Donald Trump quer salvar uma Hollywood que, segundo ele, "está a morrer muito depressa" ao impor tarifas de 100% aos filmes produzidos fora dos EUA. Uma má ideia, de acordo com a maioria dos representantes da indústria cinematográfica americana presentes no Festival de Cannes.

"Não vejo nenhum benefício no que ele tenta fazer. Na verdade, poderia prejudicar-nos", disse à France-Presse Scott Jones, presidente da Artist View Entertainment.

"Muitas pessoas ficaram desempregadas e isto não vai melhorar as coisas", afirmou o produtor, que apresenta um filme sobre a guerra civil americana, "The Legend of Van Dorn", em Cannes.

Os grandes estúdios e vários sindicatos de Hollywood, bem como os "embaixadores especiais" de Trump para o cinema, os atores Jon Voight e Sylvester Stallone, publicaram na terça-feira uma carta agradecendo ao presidente pelo seu "apoio", mas pedindo mais incentivos fiscais para rodar filmes e séries no país.

"Mais de 80 países oferecem incentivos fiscais para a produção e, como consequência, várias produções que poderiam ser rodadas nos EUA passaram para outros lugares", afirma a carta.

Um bom exemplo desse fenómeno é "Missão: Impossível - O Ajuste de Contas Final", com Tom Cruise, a maior produção de Hollywood exibida no Festival de Cannes deste ano, filmada principalmente no Reino Unido e na África do Sul.

"Pesadelo burocrático"

"Os filmes hollywoodianos estão a ser feitos em todo o mundo", confirma Louise Lantagne, diretora da Quebecreatif, que apoia a indústria cinematográfica do Canadá.

Segundo ela, as produções americanas estão a migrar para este país vizinho há décadas "porque somos mais baratos e temos créditos fiscais, excelentes instalações e técnicos realmente talentosos".

"É claro que será um inferno se (as tarifas) forem implementadas", diz, embora seja "apenas seja neste momento uma mensagem nas redes sociais, mas todos estão muito nervosos com estas declarações", acrescenta.

Muitos, como Monique White, que trabalha como comercial na distribuidora California Pictures, acham que a medida é "inaplicável" e que Trump abandonará os seus planos.

"Legalmente e tecnicamente, é impossível (implementar) sem mudar a lei, o que não parece provável", afirma.

Para outros, o mal já está feito.

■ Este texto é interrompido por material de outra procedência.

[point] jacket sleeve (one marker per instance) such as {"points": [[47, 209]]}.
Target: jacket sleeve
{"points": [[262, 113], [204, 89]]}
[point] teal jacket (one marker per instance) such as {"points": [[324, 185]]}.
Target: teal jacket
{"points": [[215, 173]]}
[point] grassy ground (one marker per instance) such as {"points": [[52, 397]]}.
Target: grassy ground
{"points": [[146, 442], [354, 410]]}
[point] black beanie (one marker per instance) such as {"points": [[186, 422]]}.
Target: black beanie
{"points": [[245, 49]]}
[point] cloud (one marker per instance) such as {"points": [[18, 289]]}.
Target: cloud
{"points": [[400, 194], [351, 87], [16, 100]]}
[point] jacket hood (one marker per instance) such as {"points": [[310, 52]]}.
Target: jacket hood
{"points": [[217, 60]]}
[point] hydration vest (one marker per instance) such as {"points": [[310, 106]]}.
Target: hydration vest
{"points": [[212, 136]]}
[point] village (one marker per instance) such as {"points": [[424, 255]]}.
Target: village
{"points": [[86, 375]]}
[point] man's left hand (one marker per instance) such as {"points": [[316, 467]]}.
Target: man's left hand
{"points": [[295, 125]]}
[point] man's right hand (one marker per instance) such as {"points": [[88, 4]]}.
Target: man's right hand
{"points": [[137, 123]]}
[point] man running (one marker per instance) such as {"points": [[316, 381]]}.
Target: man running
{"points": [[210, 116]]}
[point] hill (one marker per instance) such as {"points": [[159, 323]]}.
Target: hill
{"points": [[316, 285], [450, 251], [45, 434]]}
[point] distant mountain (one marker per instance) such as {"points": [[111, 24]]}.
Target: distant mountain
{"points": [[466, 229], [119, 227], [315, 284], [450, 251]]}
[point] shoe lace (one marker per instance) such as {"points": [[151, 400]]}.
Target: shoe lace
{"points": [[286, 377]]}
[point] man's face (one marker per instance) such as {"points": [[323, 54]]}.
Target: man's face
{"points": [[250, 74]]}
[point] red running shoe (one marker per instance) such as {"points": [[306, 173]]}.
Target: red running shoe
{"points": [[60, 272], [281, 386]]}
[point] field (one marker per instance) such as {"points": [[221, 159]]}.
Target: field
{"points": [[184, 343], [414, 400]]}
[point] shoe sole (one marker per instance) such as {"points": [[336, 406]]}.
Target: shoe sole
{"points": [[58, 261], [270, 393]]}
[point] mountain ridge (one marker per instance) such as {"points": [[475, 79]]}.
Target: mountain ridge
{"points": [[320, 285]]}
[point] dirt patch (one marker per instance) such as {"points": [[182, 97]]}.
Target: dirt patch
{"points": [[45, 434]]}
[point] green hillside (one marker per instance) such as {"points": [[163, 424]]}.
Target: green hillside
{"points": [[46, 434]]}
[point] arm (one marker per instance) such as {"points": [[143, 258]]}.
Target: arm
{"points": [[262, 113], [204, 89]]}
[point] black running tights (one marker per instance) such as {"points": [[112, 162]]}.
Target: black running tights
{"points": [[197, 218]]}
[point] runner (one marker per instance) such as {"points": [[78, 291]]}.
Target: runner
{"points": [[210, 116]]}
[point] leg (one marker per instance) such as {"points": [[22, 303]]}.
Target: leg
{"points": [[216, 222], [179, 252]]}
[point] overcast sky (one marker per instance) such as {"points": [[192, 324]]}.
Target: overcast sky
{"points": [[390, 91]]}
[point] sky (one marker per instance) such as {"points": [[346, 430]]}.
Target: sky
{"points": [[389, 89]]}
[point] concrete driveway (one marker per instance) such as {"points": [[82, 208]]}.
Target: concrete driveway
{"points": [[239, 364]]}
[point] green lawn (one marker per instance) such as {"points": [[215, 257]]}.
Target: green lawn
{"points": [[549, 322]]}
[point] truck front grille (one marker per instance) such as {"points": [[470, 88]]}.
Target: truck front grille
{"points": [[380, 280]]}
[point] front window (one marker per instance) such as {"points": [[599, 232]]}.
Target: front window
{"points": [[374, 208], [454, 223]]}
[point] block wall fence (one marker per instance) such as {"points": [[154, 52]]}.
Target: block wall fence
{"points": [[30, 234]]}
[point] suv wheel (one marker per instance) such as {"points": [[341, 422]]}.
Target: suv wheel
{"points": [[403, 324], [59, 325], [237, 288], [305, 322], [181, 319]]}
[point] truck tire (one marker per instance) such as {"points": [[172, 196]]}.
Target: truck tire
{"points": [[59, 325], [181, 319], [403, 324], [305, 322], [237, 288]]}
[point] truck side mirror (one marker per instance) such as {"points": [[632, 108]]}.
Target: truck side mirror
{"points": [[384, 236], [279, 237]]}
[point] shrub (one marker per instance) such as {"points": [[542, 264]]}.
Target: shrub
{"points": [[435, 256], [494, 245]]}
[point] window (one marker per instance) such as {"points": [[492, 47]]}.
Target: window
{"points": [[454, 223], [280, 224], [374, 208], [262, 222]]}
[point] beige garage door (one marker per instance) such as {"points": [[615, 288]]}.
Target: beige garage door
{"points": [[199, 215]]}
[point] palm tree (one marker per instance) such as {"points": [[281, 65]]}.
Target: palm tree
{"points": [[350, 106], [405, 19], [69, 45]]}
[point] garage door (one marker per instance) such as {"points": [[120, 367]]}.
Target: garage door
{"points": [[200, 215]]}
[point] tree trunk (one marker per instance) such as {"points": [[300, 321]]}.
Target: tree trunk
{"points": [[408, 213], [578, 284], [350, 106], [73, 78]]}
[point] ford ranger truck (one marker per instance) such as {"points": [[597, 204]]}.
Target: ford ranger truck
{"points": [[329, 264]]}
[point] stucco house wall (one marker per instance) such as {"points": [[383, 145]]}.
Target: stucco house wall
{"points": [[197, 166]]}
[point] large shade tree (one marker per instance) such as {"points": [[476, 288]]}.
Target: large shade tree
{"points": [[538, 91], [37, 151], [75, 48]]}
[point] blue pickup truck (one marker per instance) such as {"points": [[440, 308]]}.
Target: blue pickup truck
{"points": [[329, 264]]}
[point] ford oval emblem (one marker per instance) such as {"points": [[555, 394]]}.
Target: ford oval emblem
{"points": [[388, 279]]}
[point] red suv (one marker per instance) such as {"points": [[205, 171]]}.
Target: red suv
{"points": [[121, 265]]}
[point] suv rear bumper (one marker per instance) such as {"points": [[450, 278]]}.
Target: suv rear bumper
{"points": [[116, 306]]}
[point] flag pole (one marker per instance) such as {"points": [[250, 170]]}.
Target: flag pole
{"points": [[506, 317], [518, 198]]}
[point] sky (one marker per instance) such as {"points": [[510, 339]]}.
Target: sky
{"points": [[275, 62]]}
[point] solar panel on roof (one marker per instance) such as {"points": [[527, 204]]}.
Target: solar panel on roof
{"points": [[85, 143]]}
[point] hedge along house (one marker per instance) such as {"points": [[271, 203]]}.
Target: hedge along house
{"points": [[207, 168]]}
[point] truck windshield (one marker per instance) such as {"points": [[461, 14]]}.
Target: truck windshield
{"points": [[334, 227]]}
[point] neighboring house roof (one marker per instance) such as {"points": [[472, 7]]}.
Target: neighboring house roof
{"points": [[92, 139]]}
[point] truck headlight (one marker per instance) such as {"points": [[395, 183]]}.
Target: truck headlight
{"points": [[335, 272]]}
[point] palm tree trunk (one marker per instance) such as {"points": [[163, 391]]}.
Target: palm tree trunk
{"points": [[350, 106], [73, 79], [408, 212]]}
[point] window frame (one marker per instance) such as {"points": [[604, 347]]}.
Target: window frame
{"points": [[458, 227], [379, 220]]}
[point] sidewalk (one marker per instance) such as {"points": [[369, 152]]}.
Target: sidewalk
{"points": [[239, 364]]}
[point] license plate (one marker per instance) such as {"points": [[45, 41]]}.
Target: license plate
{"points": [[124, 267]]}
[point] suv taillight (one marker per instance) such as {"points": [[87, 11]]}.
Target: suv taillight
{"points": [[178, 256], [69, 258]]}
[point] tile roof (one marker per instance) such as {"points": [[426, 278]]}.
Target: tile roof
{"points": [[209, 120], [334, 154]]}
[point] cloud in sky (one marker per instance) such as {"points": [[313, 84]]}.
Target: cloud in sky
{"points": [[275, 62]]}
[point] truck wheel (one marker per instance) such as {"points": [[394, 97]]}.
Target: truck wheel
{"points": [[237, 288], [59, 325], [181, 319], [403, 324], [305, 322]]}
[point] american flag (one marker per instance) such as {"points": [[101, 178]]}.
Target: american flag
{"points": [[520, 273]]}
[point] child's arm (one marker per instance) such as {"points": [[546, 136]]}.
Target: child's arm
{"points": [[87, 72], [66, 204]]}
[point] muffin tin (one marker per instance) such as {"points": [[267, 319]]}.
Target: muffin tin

Esta simples ameaça é "catastrófica em termos de confiança", diz um produtor experiente, que votou duas vezes no presidente republicano, que preferiu não ser identificado.

"Os investidores, especialmente os estrangeiros, não querem queimar as suas asas no longo prazo, (Trump) está a matar-nos", disse à AFP.

Mesmo que o multimilionário consiga implementar a medida, Lantagne avalia que decidir se um filme é americano ou não seria "um pesadelo burocrático", já que o financiamento e as habilidades técnicas estão a ser internacionalizados.

Sylvain Bellemare, que ganhou o Óscar de Melhor Montagem de Som por "O Primeiro Encontro" (2016), de Denis Villeneuve, cita dois exemplos recentes.

"Splitsville", com Dakota Johnson, filme exibido em Cannes este ano, foi "totalmente filmado em Quebeque", no Canadá, mas com financiamento americano.

E lançado em março nos cinemas, "Novocaine", distribuído pela Paramount, foi rodado na África do Sul e pós-produzido em Quebeque, com a história a ter lugar na cidade americana de San Diego.

Os produtores americanos "já não têm dinheiro para filmar nos EUA como faziam na Califórnia. É muito caro", explica Bellemare.